Several areas of research supported by the NIDDK hold great potential. Discovery of ways to predict who will develop kidney disease may lead to greater prevention, as people with diabetes who learn they are at risk institute strategies such as intensive management of blood glucose and blood pressure control.
What are the risk factors for kidney disease of diabetes?
If you're living with diabetes, factors that can increase your risk of diabetic nephropathy include:
- Uncontrolled high blood sugar (hyperglycemia)
- Uncontrolled high blood pressure (hypertension)
- Being a smoker
- High blood cholesterol
- Obesity
- A family history of diabetes and kidney disease
Is there a cure/medications for kidney disease of diabetes?
The initial step in treating diabetic nephropathy is controlling the sugar level/diabetes and high blood pressure (hypertension).
- Diet, lifestyle changes, exercise, and prescription medications can help control diabetes.
- Proper management of your blood sugar and hypertension, can help prevent or delay kidney dysfunction and other complications.
- However, if you are already affected by diabetic nephropathy, your treatment plan may include medications.
- Medications like angiotensin-converting enzyme (ACE) inhibitors and angiotensin 2 receptor blockers (ARBs) are used to treat high blood pressure.
- Medications like Metformin (Fortamet, Glumetza, others) can help control high blood sugar in people with diabetic nephropathy.

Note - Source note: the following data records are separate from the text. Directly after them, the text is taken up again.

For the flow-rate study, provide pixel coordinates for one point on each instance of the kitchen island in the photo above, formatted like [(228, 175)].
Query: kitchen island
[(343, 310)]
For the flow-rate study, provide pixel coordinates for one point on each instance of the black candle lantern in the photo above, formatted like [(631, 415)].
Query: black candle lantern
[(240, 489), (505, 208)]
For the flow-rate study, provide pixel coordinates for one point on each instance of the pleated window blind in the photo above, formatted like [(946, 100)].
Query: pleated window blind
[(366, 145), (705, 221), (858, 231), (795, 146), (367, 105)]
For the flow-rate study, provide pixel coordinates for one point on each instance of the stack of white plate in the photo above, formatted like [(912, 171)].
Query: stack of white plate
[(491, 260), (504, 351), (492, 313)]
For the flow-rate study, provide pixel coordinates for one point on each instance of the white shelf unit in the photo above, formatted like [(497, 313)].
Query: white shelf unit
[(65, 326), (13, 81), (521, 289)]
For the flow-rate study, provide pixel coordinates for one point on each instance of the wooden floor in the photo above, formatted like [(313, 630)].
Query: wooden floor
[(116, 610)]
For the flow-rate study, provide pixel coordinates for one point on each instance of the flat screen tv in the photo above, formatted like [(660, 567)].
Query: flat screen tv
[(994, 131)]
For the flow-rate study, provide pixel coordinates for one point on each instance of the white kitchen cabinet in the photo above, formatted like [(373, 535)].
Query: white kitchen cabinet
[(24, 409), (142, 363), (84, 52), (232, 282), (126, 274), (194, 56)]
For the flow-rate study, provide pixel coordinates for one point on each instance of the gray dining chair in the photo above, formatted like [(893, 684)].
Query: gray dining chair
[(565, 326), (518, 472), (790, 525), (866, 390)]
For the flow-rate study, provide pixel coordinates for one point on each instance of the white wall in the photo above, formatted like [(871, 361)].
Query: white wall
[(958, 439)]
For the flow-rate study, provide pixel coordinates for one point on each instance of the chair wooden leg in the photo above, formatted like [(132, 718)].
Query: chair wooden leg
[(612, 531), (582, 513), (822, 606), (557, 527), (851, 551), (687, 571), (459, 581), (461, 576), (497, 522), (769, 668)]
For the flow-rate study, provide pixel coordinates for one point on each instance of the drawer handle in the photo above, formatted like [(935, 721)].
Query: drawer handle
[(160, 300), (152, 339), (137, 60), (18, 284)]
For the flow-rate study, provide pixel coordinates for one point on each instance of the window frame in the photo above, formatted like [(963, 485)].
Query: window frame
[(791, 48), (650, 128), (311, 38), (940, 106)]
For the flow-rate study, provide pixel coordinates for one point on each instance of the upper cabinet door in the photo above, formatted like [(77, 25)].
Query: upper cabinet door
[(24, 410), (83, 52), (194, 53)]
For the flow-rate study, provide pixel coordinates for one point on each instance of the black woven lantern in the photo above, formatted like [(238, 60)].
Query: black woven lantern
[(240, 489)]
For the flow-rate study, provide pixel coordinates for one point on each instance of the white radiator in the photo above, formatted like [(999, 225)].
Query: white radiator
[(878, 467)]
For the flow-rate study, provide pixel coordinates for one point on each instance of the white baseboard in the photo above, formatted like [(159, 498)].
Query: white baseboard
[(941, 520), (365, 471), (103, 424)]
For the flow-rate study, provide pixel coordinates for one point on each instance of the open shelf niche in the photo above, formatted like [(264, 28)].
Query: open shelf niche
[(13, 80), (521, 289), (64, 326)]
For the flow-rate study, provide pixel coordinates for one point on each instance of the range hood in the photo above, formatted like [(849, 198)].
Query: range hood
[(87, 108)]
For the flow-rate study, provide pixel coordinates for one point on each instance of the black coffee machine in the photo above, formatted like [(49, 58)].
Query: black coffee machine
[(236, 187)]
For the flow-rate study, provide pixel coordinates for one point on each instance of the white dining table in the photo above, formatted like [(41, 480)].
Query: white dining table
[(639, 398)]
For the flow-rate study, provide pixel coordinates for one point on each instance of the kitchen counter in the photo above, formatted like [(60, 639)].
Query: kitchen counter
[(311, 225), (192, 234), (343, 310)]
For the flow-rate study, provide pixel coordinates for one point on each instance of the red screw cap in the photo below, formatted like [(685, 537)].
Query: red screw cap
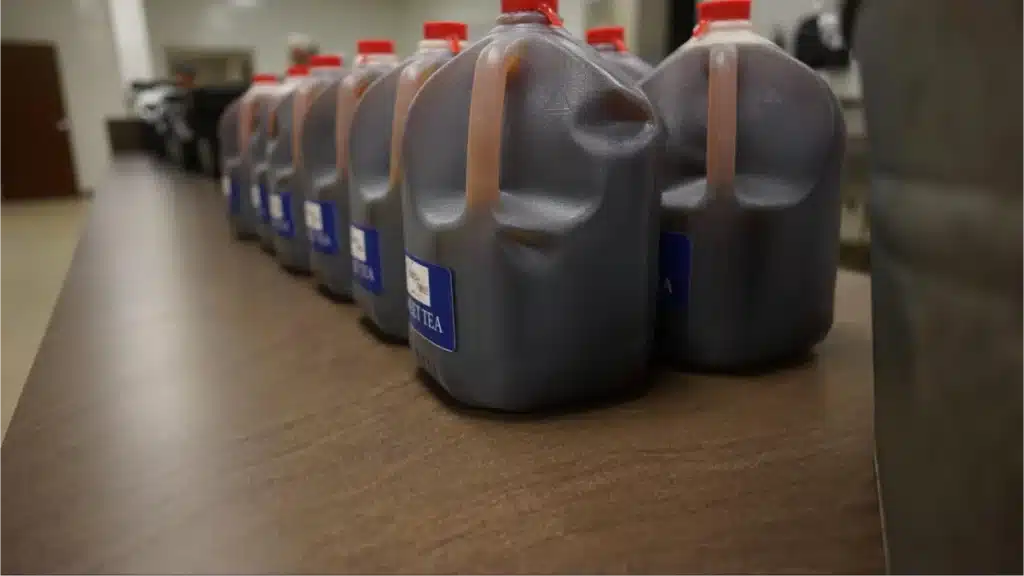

These medications improve insulin sensitivity and lower glucose production in the liver.
- In the case of low blood sugar, Glucagon-like peptide 1 (GLP-1) receptor agonists can help by slowing digestion and stimulating insulin secretion in response to rising glucose levels.
- SGLT2 inhibitors limit the return of glucose to the bloodstream, leading to increased glucose excretion in the urine.
- Cholesterol-lowering drugs like statins are used to treat high cholesterol and reduce protein in the urine.
- Medications like Finerenone (Kerendia) disrupt molecular activity believed to cause inflammation and tissue scarring in diabetic nephropathy.